Les mots humanité et humilité sont tous deux issus de la même racine latine : humus, qui signifie la terre, le sol. Ce terme a traversé les siècles jusqu’à nous, puisque l’humus désigne encore aujourd’hui la première couche du sol, celle qui résulte de la décomposition des matières organiques et qui constitue une source essentielle de nutriments pour les plantes.
Un sol vivant, fertile, riche, né de ce qui a été transformé. Un cycle sans fin : les plantes croissent, perdent leurs feuilles, parfois leurs branches, meurent à leur tour, et viennent nourrir la terre, se nourrissant ainsi elles-mêmes et les autres.

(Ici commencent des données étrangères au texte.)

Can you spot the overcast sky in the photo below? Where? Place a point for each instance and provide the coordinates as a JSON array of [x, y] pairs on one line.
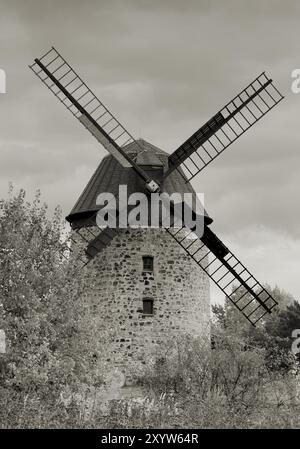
[[164, 68]]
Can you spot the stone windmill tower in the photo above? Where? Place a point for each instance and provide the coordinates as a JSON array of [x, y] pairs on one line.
[[151, 284], [145, 287]]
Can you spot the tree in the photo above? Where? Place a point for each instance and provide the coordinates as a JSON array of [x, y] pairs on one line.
[[49, 330]]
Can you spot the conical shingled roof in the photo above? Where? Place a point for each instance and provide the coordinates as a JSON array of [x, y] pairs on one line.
[[109, 175]]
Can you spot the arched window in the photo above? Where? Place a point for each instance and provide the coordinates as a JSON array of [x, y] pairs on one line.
[[148, 263], [148, 306]]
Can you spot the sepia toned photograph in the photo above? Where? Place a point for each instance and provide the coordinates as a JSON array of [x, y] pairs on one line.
[[149, 201]]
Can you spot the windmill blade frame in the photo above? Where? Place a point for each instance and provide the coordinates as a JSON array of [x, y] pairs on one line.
[[225, 127], [59, 77], [227, 272]]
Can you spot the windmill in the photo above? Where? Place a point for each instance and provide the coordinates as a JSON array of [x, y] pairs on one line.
[[196, 153]]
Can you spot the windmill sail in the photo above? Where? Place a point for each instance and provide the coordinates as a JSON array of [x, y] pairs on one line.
[[235, 118], [55, 72], [227, 272]]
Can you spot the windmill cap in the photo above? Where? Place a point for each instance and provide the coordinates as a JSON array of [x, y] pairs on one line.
[[109, 175]]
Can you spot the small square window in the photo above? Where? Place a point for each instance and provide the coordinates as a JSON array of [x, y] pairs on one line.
[[147, 263], [148, 306]]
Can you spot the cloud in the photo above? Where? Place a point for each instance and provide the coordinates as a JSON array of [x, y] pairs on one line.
[[164, 68]]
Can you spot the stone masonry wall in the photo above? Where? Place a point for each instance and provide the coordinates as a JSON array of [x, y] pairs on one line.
[[117, 285]]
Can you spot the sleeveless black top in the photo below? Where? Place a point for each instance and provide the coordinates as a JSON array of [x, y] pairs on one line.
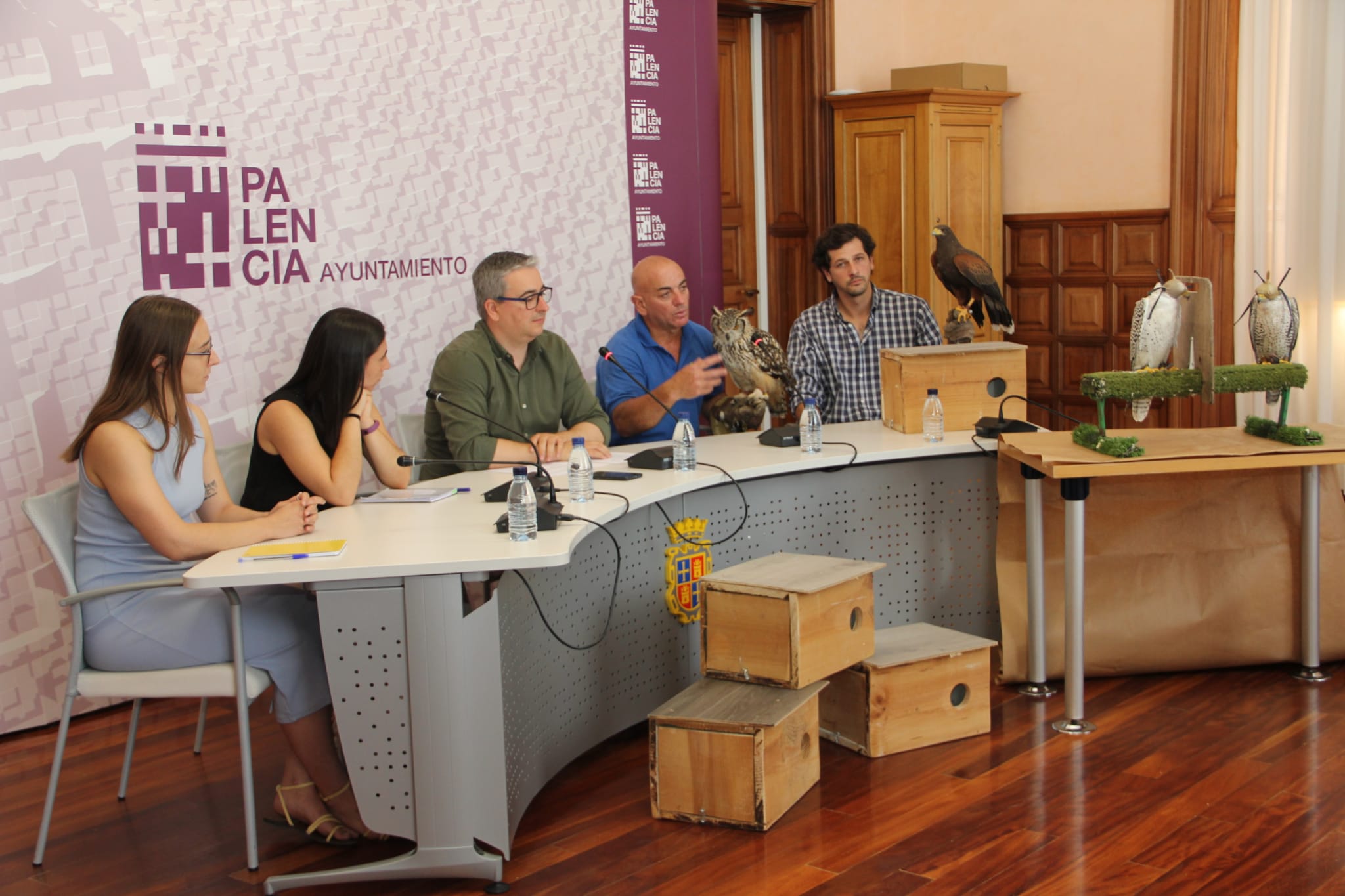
[[269, 480]]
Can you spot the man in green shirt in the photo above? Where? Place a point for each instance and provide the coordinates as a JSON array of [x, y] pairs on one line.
[[512, 370]]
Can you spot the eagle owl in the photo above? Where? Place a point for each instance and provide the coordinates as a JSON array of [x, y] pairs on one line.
[[1153, 332], [1273, 326], [753, 358]]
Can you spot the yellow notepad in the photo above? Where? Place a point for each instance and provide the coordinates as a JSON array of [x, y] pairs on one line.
[[295, 550]]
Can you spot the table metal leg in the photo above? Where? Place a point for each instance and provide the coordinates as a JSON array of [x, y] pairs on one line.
[[1036, 684], [1310, 575], [1075, 492]]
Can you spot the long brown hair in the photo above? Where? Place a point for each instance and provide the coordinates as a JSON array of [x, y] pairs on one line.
[[152, 327]]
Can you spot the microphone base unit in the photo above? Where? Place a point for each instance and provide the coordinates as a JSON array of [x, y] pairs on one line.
[[545, 522], [780, 437], [990, 427], [659, 458], [541, 485]]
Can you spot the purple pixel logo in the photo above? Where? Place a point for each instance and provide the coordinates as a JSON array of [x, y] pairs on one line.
[[183, 209], [185, 228], [646, 123], [643, 15], [650, 230], [646, 174], [643, 66]]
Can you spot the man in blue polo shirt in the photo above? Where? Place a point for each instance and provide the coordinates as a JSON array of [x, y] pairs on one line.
[[665, 350]]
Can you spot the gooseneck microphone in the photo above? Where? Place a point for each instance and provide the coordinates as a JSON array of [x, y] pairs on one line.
[[553, 507], [659, 458]]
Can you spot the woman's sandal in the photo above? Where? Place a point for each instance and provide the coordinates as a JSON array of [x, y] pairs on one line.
[[366, 833], [330, 837]]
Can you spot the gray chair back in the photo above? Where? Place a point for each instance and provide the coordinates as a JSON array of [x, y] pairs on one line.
[[233, 467], [53, 515]]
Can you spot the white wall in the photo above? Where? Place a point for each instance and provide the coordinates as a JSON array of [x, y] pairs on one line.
[[1091, 128], [401, 132]]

Rien ne se perd, tout se transforme.
Qu’est-ce que cela nous apprend du lien entre humanité et humilité ?
La réponse la plus évidente réside sans doute dans cette proximité sémantique elle-même, comme si être humain impliquait, par essence, d’être humble. Se souvenir d’où l’on vient. Se rappeler que nous sommes faits de la même matière que le sol que nous foulons.
Cette racine commune nous rappelle surtout le lien profond que nous avons à entretenir avec la terre, avec notre ancrage. Nous sommes incarnés. Nous faisons partie de la matière. Mais d’une matière extraordinairement vivante. À travers nos déchets, leur transformation, puis leur décomposition, nous participons à ce cycle perpétuel du vivant. Et un jour, notre propre corps redeviendra à son tour matière fertile, à l’origine de nouvelles formes de vie.

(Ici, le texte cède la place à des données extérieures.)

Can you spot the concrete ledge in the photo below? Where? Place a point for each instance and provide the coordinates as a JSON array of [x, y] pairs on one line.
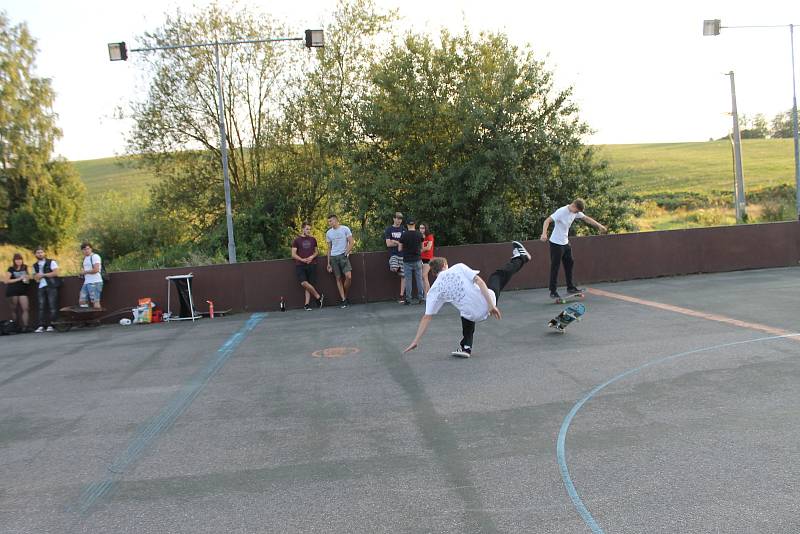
[[258, 286]]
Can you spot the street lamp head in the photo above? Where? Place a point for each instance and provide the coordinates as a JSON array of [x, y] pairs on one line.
[[315, 39], [711, 27], [117, 51]]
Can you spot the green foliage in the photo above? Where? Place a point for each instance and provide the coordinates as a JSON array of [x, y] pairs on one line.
[[470, 134], [39, 197]]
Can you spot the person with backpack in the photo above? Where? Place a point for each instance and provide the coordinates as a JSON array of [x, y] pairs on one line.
[[46, 275], [17, 292], [92, 287]]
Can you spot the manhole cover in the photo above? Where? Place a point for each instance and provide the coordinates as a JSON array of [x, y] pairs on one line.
[[334, 352]]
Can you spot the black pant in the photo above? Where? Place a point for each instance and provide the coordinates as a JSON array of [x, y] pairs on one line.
[[559, 254], [497, 281], [47, 298]]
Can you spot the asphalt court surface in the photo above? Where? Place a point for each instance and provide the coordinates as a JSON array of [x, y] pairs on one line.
[[314, 421]]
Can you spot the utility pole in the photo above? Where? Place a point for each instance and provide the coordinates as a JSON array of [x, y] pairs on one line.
[[738, 184]]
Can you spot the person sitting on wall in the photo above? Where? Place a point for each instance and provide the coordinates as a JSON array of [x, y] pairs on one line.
[[304, 253], [92, 287]]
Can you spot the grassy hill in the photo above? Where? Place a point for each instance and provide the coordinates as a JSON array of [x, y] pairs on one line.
[[652, 169], [101, 175]]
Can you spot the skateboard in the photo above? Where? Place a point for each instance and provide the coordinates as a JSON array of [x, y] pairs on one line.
[[570, 298], [570, 314]]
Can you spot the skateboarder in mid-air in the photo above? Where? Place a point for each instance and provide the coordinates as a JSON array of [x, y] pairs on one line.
[[560, 251], [463, 288]]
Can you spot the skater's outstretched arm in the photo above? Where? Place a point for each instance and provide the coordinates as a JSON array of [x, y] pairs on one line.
[[494, 311], [596, 224], [423, 325]]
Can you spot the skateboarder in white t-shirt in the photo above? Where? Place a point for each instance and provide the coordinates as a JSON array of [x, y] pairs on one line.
[[463, 288], [560, 250]]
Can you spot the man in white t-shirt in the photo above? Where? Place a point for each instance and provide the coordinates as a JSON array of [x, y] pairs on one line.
[[463, 288], [340, 243], [560, 251], [92, 286]]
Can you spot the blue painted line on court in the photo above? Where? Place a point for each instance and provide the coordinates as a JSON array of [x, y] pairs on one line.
[[150, 431], [562, 434]]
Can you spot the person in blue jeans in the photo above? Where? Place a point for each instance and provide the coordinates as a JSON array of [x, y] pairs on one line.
[[411, 247]]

Et si développer notre humilité et notre humanité consistait simplement à garder en mémoire notre juste place dans ce cycle naturel de destruction et de création ? À en prendre soin, avec respect et conscience, plutôt que de chercher à nous en extraire.
Et le yoga dans tout ça ? Refaire le lien avec son vivant
Le développement des sociétés modernes nous a largement éloignés de cette réalité. En ville, les sols recouverts de bitume dissimulent la vie foisonnante qui se déploie pourtant sous nos pieds. À Grenoble comme ailleurs, il est parfois nécessaire de réapprendre à ressentir cette connexion : marcher pieds nus, jardiner, se balader en montagne, respirer l’odeur des sous-bois après la pluie.
La pratique du yoga s’inscrit pleinement dans cette démarche de reconnexion. Les cours de yoga à Grenoble que je propose invitent à revenir au corps, au souffle, à la sensation d’ancrage, à cette présence simple et profonde à soi et au monde. Le yoga à Grenoble, tel que je l’enseigne, est une invitation à habiter pleinement sa matière, à renouer avec cette humilité joyeuse qui nous relie au vivant.
Se reconnecter au vivant, à travers la pratique du yoga, c’est finalement revenir à notre profonde humanité.